Grant Evans

Personal information
- Date of birth: 3 January 1990 (age 35)
- Place of birth: Glasgow, Scotland
- Position(s): Defender

Team information
- Current team: Albion Rovers (on loan from Pollok)

Youth career
- Hamilton Academical

Senior career*
- Years: Team / Apps / (Gls)
- 2007–2011: Hamilton Academical / 13 / (0)
- 2008: → Dumbarton (loan) / 9 / (0)
- 2010–2011: → Greenock Morton (loan) / 27 / (0)
- 2011–2012: Greenock Morton / 33 / (0)
- 2012–2013: Airdrie United / 18 / (0)
- 2013–2014: Airdrieonians / 13 / (0)
- 2014–2016: Irvine Meadow / ? / (?)
- 2016–2022: Pollok / 69 / (3)
- 2021: → Albion Rovers (loan) / 0 / (0)

= Grant Evans (footballer) =

Scottish footballer

Grant Evans (born 3 January 1990) is a Scottish professional footballer, who plays for Albion Rovers, on loan from Pollok.
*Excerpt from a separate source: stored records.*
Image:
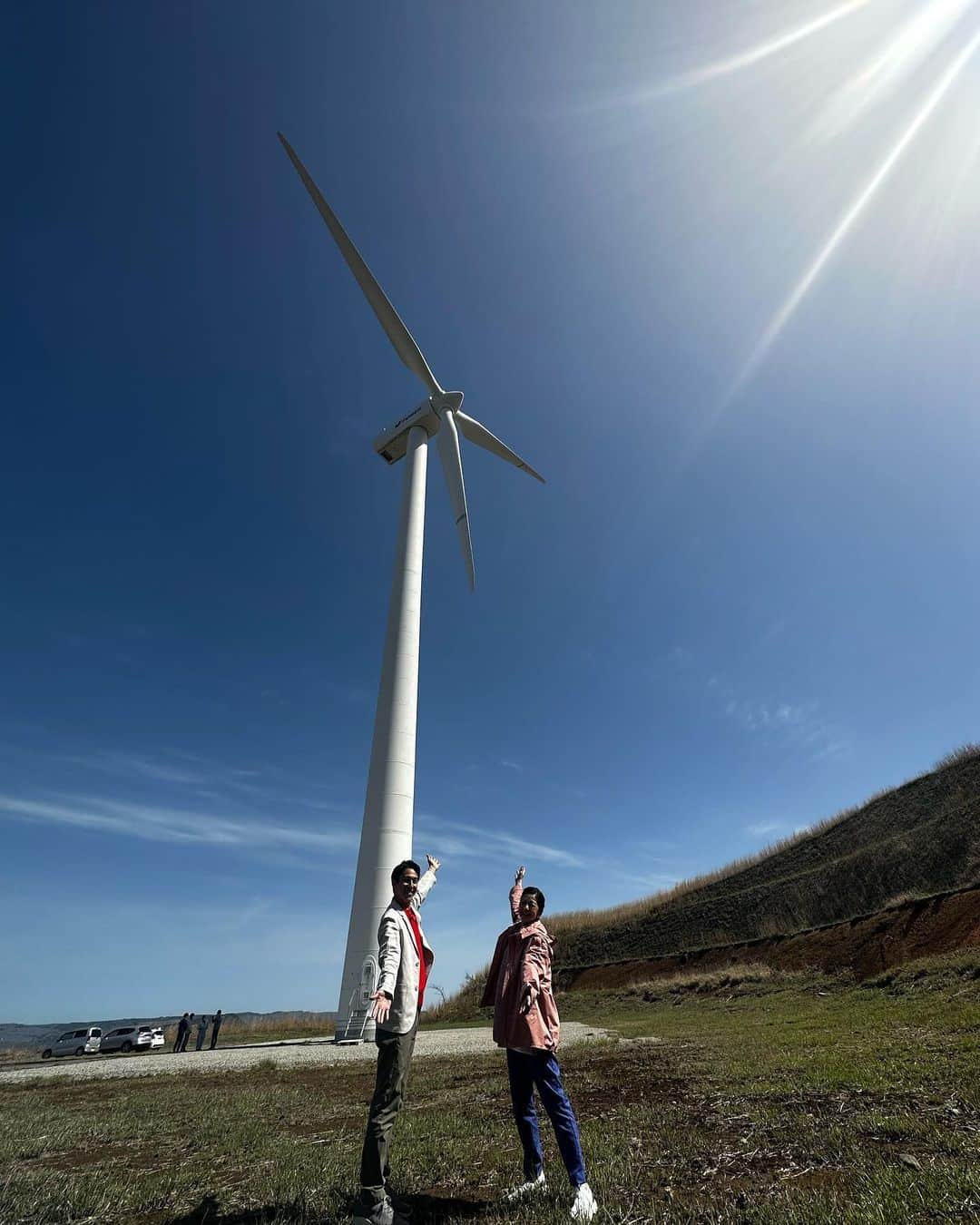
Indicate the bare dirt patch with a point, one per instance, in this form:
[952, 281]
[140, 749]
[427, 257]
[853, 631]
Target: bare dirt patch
[864, 946]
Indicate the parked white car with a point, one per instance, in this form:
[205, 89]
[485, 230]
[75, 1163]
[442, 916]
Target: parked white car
[75, 1042]
[132, 1038]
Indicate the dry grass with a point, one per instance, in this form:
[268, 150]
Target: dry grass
[16, 1054]
[965, 753]
[904, 843]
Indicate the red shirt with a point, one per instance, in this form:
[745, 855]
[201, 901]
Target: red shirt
[416, 931]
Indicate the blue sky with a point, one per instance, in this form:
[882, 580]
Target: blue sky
[710, 267]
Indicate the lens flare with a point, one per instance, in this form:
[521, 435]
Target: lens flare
[909, 48]
[843, 227]
[761, 52]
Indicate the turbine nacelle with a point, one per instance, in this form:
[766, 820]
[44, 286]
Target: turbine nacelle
[441, 414]
[392, 443]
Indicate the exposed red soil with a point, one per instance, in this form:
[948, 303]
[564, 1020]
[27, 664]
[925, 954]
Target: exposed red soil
[863, 946]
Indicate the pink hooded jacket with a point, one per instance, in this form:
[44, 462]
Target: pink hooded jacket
[522, 958]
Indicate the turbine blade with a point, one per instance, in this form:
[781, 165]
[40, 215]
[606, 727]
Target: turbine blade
[483, 437]
[398, 335]
[452, 469]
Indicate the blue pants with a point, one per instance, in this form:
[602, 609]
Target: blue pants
[525, 1071]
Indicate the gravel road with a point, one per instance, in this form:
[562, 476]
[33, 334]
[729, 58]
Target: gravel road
[312, 1053]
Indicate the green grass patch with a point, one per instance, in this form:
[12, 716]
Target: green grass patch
[769, 1100]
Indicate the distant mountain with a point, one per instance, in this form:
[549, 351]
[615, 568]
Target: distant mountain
[14, 1034]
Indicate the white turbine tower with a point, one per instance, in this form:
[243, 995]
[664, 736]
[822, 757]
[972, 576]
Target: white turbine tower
[386, 832]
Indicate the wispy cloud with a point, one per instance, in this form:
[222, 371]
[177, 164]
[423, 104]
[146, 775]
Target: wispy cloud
[154, 823]
[799, 724]
[122, 765]
[761, 828]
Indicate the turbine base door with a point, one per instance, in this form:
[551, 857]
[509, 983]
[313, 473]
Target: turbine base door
[368, 980]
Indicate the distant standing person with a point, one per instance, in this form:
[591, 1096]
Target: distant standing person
[181, 1034]
[186, 1033]
[525, 1022]
[405, 959]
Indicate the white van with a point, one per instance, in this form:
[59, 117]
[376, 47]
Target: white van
[75, 1042]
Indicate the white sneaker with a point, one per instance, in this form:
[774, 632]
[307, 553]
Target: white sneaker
[525, 1189]
[583, 1206]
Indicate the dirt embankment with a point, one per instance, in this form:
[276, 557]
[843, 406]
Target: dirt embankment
[864, 946]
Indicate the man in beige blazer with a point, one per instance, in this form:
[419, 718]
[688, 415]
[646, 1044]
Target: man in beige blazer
[405, 959]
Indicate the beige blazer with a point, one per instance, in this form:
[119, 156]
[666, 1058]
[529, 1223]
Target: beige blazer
[398, 959]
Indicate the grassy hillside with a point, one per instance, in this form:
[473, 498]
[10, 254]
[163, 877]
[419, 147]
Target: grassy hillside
[914, 840]
[763, 1098]
[920, 838]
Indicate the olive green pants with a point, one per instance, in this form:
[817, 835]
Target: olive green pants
[394, 1061]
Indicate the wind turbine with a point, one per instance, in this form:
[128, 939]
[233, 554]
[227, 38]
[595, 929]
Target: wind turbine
[386, 830]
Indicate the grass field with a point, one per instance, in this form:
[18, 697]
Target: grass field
[761, 1098]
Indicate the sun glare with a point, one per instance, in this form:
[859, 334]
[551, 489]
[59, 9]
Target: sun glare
[902, 54]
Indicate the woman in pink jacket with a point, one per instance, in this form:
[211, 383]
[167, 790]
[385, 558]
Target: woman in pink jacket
[525, 1022]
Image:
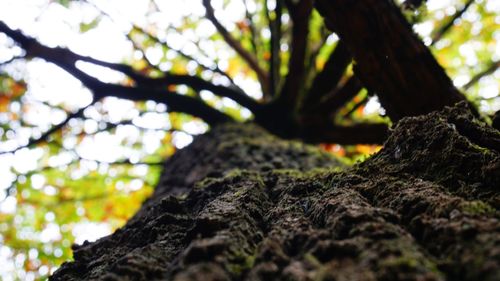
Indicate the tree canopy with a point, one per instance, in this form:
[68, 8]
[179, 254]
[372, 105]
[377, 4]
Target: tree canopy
[80, 155]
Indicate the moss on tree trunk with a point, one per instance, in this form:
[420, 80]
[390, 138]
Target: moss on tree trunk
[240, 204]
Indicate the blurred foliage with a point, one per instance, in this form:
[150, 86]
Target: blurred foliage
[88, 178]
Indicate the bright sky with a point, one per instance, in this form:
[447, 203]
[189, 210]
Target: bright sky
[55, 25]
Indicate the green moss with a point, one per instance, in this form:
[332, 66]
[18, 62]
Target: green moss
[477, 207]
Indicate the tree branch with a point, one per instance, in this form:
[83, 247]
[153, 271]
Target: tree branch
[66, 60]
[214, 68]
[334, 100]
[331, 74]
[439, 33]
[275, 61]
[300, 14]
[233, 43]
[398, 67]
[251, 26]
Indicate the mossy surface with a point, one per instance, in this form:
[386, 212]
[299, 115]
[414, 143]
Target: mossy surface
[240, 204]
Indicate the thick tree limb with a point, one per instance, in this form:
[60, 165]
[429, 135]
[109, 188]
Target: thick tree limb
[48, 133]
[439, 33]
[64, 59]
[275, 46]
[254, 39]
[157, 40]
[300, 14]
[390, 60]
[334, 100]
[233, 43]
[194, 82]
[329, 77]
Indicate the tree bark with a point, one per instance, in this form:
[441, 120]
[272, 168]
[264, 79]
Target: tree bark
[389, 57]
[241, 204]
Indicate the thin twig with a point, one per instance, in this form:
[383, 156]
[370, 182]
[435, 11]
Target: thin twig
[440, 32]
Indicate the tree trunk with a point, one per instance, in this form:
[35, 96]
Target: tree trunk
[239, 203]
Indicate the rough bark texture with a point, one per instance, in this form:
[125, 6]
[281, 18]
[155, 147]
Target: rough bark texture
[389, 58]
[241, 204]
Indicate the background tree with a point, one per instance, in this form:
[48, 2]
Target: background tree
[309, 92]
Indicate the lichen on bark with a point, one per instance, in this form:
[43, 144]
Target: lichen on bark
[241, 204]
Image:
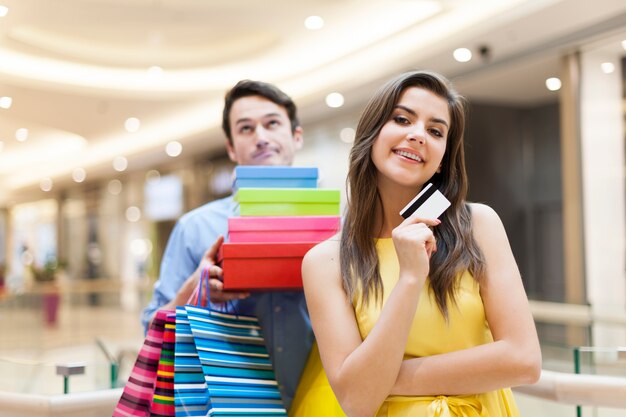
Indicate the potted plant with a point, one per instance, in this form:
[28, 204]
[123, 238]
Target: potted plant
[50, 293]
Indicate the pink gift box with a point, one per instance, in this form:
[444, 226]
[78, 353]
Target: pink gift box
[275, 229]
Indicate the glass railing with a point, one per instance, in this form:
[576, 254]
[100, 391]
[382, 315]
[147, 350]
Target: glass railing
[605, 361]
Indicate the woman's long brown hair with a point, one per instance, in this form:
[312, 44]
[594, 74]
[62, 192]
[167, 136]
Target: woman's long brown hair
[457, 250]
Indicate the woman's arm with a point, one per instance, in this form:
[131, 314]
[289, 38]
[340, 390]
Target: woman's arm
[514, 358]
[362, 372]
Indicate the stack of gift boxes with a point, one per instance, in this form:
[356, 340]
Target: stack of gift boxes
[282, 214]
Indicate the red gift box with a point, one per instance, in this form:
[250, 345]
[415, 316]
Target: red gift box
[263, 266]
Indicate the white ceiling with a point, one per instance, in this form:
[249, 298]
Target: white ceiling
[76, 69]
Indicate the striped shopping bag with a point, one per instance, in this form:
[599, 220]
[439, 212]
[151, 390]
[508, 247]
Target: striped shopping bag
[236, 366]
[136, 399]
[163, 398]
[190, 389]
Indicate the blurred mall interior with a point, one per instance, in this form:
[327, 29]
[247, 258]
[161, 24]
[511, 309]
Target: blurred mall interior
[110, 115]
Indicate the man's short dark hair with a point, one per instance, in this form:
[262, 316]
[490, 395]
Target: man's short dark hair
[247, 88]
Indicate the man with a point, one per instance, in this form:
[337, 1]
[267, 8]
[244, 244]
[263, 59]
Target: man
[262, 128]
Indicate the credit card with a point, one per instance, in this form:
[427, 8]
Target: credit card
[428, 204]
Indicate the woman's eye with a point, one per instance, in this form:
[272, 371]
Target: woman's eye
[437, 133]
[401, 119]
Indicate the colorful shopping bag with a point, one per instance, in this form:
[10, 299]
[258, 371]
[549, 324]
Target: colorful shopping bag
[236, 366]
[190, 389]
[163, 398]
[136, 399]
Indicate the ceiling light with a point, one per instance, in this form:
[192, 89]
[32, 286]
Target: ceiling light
[607, 67]
[313, 23]
[153, 175]
[462, 54]
[132, 124]
[45, 184]
[553, 84]
[21, 134]
[120, 163]
[173, 149]
[114, 187]
[155, 71]
[6, 102]
[334, 100]
[347, 135]
[79, 175]
[133, 214]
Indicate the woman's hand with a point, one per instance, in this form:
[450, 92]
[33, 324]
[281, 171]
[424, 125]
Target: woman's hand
[415, 243]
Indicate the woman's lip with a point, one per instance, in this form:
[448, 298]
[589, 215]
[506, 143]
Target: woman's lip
[264, 154]
[406, 158]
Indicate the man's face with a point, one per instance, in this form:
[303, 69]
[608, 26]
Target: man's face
[261, 133]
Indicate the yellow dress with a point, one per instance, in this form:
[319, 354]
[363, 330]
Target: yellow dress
[430, 334]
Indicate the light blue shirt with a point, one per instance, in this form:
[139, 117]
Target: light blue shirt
[283, 314]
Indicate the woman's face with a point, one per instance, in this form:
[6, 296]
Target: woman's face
[411, 144]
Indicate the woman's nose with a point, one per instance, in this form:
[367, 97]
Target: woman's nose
[416, 136]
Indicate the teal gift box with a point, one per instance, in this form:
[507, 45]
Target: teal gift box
[275, 177]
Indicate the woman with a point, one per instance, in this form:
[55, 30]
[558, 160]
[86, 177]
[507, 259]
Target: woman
[418, 317]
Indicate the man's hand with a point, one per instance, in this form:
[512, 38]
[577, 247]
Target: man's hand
[216, 286]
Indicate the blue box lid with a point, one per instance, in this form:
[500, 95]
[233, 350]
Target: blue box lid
[275, 172]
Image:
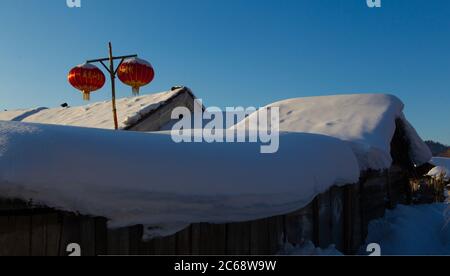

He has previously played in the Scottish Premier League for Hamilton Academical.

==Career==
He made his début for Hamilton Academical in August 2007 against Ayr United in the Scottish League Challenge Cup.

He went on loan to Scottish Third Division side Dumbarton, in January 2008, until the end of the season. He made his debut for Dumbarton against St Mirren in the Scottish Cup that same month.

In July 2010, Evans was loaned to Greenock Morton until January 2011.

After his loan expired in May 2010, the move was made permanent. He was released from the club in May 2012, signing for Airdrie United the following month.

Evans left Airdrieonians in May 2014, and signed for Junior side Irvine Meadow the following month. After two seasons at Meadow Park, Evans joined Pollok in August 2016.

In January 2021, Evans returned to the SPFL coming in on loan for Scottish League Two side Albion Rovers alongside fellow Pollok player Mark Sideserf.